Because you're using IE. :-) There is no "correct" answer since the order of iteration over object properties using for..in is implementation dependent. And as you've shown, it really is different in different implementations.
@RobG Thanks for pointing it out that its implementation dependent. I tested it only in IE :-). I added that in my answer
@Maizere: What worked? Are you not comprehending the fact that the order of enumeration is not guaranteed? The browser under some condition could decide to change the order altogether, and it wouldn't be a bug. The real answer to your question is that for-in shouldn't be used like you're using it.
0

for..in should not be used to iterate over an Array where index order is important.
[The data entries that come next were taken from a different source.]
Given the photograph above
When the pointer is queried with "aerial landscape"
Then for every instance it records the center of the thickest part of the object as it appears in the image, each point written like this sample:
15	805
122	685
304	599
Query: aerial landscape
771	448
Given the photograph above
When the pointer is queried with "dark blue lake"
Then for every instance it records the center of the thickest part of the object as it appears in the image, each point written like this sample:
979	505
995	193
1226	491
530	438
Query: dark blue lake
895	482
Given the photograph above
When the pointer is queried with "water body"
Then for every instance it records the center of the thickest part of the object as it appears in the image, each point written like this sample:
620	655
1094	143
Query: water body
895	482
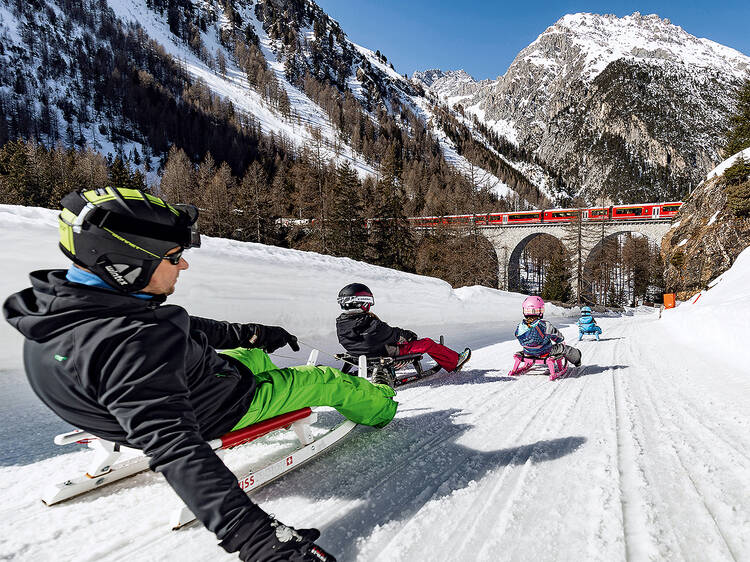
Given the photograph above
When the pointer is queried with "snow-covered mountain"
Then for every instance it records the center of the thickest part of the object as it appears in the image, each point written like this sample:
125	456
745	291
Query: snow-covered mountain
629	108
284	67
643	454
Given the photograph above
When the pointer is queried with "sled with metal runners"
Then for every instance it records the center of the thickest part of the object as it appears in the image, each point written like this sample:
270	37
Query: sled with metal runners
556	364
113	462
388	370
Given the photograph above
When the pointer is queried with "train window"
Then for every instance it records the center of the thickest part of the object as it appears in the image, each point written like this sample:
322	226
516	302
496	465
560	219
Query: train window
630	211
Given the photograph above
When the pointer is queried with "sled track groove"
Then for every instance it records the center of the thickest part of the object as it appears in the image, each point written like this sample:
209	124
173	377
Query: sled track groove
688	473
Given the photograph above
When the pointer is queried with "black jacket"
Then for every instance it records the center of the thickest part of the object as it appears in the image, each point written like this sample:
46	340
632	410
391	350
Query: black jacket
363	333
148	376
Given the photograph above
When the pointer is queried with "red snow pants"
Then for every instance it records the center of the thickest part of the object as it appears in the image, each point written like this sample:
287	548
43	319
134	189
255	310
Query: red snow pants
443	356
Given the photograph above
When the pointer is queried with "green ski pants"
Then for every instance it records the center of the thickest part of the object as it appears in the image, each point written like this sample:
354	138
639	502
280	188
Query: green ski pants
284	390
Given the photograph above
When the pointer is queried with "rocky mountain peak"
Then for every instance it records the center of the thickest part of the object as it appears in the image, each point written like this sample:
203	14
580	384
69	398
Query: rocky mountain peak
447	83
626	108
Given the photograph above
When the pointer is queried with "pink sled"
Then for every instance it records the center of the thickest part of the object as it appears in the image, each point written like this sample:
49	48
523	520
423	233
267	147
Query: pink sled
558	366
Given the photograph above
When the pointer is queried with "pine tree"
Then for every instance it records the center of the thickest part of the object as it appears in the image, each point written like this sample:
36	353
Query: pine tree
348	227
557	280
391	240
178	182
257	223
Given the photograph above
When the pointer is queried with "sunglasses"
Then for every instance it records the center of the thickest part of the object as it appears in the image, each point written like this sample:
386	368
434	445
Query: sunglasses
175	258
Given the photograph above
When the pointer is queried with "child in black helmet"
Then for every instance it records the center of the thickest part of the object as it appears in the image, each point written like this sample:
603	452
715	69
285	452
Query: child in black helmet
360	332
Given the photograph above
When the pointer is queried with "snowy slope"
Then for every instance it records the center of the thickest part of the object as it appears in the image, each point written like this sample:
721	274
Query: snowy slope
721	168
235	87
645	454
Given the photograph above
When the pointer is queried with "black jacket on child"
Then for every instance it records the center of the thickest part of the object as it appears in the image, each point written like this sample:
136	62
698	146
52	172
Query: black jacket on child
363	333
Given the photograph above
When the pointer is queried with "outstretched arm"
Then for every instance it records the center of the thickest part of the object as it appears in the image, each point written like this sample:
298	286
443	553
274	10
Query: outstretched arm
226	335
553	333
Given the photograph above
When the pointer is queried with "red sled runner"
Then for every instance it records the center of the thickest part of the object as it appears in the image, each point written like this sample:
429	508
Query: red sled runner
557	365
113	462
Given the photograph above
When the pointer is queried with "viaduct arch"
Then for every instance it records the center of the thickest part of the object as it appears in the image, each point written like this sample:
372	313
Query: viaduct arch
510	240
Array indexes are just enumerable properties with integer names and are otherwise identical to general Object properties.
There is no guarantee that for...in will return the indexes in any particular order and it will return all enumerable properties, including those with non–integer names and those that are inherited.
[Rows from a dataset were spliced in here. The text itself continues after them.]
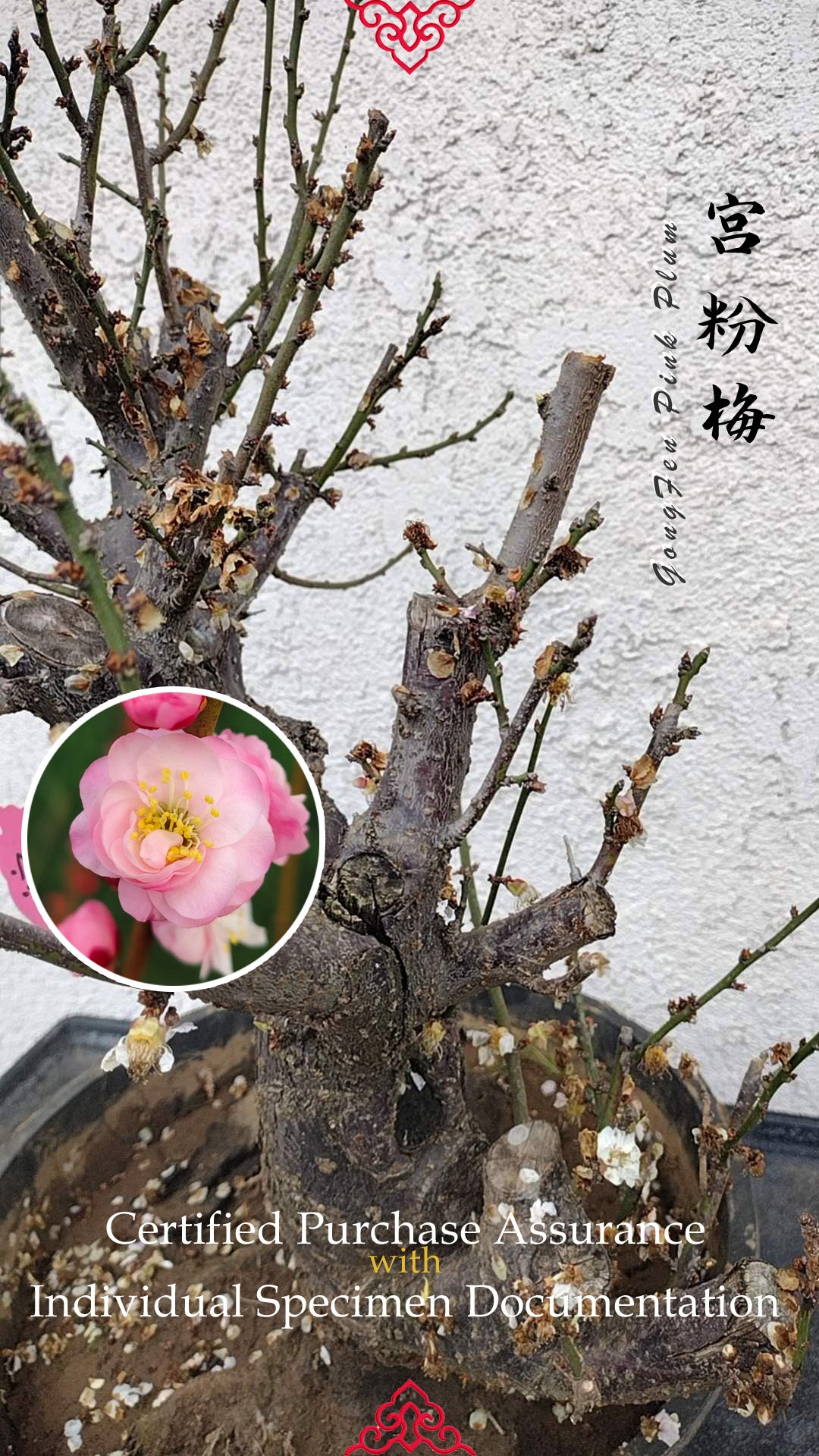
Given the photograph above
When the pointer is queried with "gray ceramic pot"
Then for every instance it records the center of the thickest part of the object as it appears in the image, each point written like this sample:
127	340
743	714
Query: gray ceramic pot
57	1091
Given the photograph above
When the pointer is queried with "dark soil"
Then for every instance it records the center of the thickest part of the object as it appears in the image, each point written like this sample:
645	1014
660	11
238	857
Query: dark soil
224	1388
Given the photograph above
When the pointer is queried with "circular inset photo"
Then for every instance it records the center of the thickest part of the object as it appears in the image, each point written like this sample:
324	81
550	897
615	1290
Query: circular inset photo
172	839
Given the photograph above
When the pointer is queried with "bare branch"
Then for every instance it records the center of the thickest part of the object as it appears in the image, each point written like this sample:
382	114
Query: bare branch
567	417
34	940
261	149
38	579
362	460
341	585
155	223
691	1005
561	658
522	946
14	139
667	739
221	27
158	14
104	182
295	92
388	376
357	196
46	42
50	482
91	139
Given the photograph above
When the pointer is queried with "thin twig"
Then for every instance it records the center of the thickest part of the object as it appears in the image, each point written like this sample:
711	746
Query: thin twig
155	223
341	585
39	579
295	92
426	452
388	376
563	660
158	14
34	940
47	46
177	136
356	199
500	1009
770	1088
261	149
104	182
289	258
89	147
691	1006
57	479
331	109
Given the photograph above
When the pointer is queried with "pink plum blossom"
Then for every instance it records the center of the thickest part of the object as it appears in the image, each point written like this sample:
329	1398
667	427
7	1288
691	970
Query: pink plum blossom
287	813
93	929
164	710
210	946
180	823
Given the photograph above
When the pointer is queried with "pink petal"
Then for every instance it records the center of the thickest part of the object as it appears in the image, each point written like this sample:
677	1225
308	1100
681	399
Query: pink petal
203	897
93	783
83	848
240	805
136	902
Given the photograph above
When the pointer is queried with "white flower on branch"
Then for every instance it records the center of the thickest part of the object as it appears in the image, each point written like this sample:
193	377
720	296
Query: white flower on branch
618	1155
145	1047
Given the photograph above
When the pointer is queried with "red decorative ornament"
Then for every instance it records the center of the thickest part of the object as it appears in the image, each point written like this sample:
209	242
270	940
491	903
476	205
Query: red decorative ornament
410	33
410	1421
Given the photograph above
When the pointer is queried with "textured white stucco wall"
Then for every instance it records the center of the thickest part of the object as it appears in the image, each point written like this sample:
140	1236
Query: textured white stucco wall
538	155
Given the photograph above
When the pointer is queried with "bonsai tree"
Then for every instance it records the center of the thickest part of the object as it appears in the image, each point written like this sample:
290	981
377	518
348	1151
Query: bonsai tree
360	1053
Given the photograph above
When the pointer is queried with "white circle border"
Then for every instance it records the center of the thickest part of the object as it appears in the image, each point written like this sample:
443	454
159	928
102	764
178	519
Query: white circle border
270	951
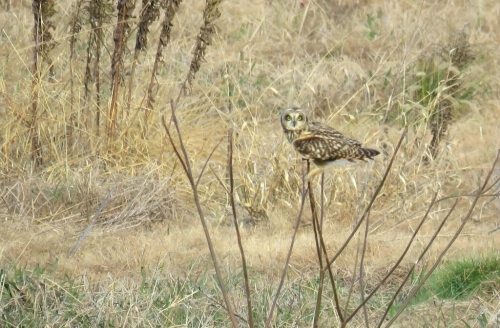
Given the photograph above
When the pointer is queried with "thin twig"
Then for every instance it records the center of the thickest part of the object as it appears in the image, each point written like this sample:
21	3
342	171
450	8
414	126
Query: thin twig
316	229
398	262
236	227
287	262
388	307
457	233
184	159
370	204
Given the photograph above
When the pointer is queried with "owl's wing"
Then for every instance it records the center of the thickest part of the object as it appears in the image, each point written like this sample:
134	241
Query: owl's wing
321	142
324	132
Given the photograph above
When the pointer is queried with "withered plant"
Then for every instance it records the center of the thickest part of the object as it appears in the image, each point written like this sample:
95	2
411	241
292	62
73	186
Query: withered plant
120	35
150	12
43	10
171	7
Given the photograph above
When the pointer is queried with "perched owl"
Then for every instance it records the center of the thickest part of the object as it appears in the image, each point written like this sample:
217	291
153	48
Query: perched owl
319	142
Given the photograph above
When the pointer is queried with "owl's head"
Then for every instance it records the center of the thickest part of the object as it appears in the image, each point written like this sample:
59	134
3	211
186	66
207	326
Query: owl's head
293	119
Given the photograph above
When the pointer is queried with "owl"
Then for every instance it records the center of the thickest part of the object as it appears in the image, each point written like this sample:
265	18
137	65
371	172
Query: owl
319	142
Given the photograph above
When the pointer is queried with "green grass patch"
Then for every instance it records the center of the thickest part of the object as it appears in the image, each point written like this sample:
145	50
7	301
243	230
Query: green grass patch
460	279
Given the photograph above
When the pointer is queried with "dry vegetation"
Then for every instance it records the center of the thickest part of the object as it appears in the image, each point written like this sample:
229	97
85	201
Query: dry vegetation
81	107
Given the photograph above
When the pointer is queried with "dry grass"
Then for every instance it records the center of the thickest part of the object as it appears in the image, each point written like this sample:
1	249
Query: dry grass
355	66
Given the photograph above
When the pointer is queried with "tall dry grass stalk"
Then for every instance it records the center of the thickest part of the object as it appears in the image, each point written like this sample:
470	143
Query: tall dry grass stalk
43	10
120	35
150	12
76	27
171	7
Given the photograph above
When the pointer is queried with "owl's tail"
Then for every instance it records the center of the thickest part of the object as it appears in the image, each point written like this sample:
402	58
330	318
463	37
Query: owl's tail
369	153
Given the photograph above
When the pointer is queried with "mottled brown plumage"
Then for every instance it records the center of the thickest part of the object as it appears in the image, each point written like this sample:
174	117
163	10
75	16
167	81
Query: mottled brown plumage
319	142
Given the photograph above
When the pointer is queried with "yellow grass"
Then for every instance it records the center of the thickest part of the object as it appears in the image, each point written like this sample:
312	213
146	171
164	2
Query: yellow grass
326	56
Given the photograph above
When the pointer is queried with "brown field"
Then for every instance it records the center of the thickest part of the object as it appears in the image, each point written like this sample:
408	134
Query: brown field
360	66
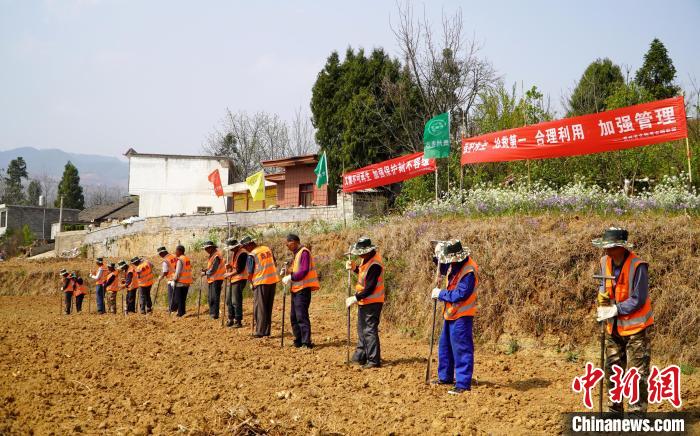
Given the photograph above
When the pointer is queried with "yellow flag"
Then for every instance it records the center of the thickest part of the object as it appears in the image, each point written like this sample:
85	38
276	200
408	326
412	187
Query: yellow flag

Because the order of iteration is implementation dependent, iterating over an array may not visit elements in a consistent order. Therefore it is better to use a for loop with a numeric index (or Array.forEach or the non-standard for...of loop) when iterating over arrays where the order of access is important.

If new properties are added to the object being enumerated during enumeration, the newly added properties are not guaranteed to be visited in the active enumeration. A property name must not be visited more than once in any enumeration.

Let's talk about with example, if we are using a library, which uses.

Array.prototype.maxLimit = 100000;

This property iterate over the for .. in loop .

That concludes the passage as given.